Tuesday, January 25, 2005

What's at stake

A half-century ago William Buckley observed that conservatives’ role in the political world is to stand athwart history yelling, “STOP!” Though conservatives have failed more than we would like to admit in stemming the rise of the state, the present situation offers us an opportunity to at least stop the activism of the Courts, an activism that allows the left to institute policies by judicial fiat that it otherwise could not legislatively, and which further erodes the value of the Constitution.

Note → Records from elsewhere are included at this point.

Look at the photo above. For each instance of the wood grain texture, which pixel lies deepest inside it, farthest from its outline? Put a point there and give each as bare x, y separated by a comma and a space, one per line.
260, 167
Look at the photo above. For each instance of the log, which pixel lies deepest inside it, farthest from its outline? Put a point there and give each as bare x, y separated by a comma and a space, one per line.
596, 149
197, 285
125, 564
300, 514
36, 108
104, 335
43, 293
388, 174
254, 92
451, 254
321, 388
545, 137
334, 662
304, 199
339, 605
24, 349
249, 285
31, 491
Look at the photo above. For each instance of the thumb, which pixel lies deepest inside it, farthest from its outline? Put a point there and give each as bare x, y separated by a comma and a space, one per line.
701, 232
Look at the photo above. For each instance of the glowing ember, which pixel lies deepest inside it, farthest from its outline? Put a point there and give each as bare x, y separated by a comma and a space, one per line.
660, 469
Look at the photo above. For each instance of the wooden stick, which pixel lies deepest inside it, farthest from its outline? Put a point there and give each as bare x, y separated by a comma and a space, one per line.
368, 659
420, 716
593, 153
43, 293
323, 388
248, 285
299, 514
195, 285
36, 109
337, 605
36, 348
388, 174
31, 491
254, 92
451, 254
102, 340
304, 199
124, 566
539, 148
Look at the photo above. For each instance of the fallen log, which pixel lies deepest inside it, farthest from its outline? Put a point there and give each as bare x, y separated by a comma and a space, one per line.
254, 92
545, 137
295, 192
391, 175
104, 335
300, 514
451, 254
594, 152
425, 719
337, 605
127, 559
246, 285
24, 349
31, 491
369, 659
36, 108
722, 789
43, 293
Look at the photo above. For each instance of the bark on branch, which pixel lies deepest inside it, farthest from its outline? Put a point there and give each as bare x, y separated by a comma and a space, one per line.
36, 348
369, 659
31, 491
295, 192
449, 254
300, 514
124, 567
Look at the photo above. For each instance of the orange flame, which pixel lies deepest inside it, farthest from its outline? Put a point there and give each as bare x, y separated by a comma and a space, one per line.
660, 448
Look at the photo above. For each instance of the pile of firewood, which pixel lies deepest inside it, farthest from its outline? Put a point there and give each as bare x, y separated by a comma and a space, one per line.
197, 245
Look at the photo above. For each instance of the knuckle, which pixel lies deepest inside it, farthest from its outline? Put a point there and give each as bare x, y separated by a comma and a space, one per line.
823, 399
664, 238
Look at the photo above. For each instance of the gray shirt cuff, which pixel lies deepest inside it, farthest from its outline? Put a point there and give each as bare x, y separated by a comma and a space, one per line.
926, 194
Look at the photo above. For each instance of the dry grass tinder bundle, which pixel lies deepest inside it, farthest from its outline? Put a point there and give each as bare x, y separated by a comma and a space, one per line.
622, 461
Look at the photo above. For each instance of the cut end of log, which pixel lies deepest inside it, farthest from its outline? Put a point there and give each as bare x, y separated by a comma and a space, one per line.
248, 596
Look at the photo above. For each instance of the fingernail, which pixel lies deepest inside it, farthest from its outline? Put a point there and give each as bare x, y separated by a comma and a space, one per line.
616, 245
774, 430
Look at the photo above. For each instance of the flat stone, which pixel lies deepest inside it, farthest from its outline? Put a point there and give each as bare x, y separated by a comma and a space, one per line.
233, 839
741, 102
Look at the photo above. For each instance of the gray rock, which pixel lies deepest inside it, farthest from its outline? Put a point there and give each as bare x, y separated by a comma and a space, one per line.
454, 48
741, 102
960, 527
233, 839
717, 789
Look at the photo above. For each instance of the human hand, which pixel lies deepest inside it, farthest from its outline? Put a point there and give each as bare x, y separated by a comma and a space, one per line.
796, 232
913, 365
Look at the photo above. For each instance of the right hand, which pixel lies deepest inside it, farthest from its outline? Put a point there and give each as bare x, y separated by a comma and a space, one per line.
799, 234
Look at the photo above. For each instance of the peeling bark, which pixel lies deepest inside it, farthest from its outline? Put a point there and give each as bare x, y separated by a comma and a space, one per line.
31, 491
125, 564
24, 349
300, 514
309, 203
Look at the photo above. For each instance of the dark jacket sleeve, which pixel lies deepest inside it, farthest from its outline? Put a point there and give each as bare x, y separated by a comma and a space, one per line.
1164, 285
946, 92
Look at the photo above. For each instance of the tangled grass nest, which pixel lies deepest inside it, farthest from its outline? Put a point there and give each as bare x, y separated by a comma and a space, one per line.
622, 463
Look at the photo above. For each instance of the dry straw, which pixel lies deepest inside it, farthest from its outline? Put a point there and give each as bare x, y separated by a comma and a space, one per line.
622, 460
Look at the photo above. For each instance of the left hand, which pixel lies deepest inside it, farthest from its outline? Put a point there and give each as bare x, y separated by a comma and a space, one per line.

The difference in judicial philosophy was highlighted over a week ago in the debate between Justice Scalia and Justice Breyer over the role that foreign judicial decisions should have, if any, over US Supreme Court jurisprudence. Sclia argued that they had absolutely no relevance; Breyer argued that they could at least inform the Court’s actions. Here, in a nutshell, is the heart of the debate between those who believe that the Constitution should be interpreted according to the original intent of its Framers, and those who believe that the Constitution is a “living, breathing document” that should easily adjust to the times, and that court decisions ought to include extra-constitutional factors. In other words, it is a battle between those who believe in eternal standards and the rule of law and proponents of a standardless, ever-evolving and inconsistent judicial tyranny.

Chief Justice John Marshal wrote that our Constitution and respect for its customs made us a nation of law and not of men. George Bush and the Republican-controlled Senate must do all within their power to guarantee the appointments of men and women to the Courts who will uphold our Consitution and not invert Marshall’s words. There is nothing less at stake in this battle over judicial nominations than the continuance of our nation as a respecter of the rule of law.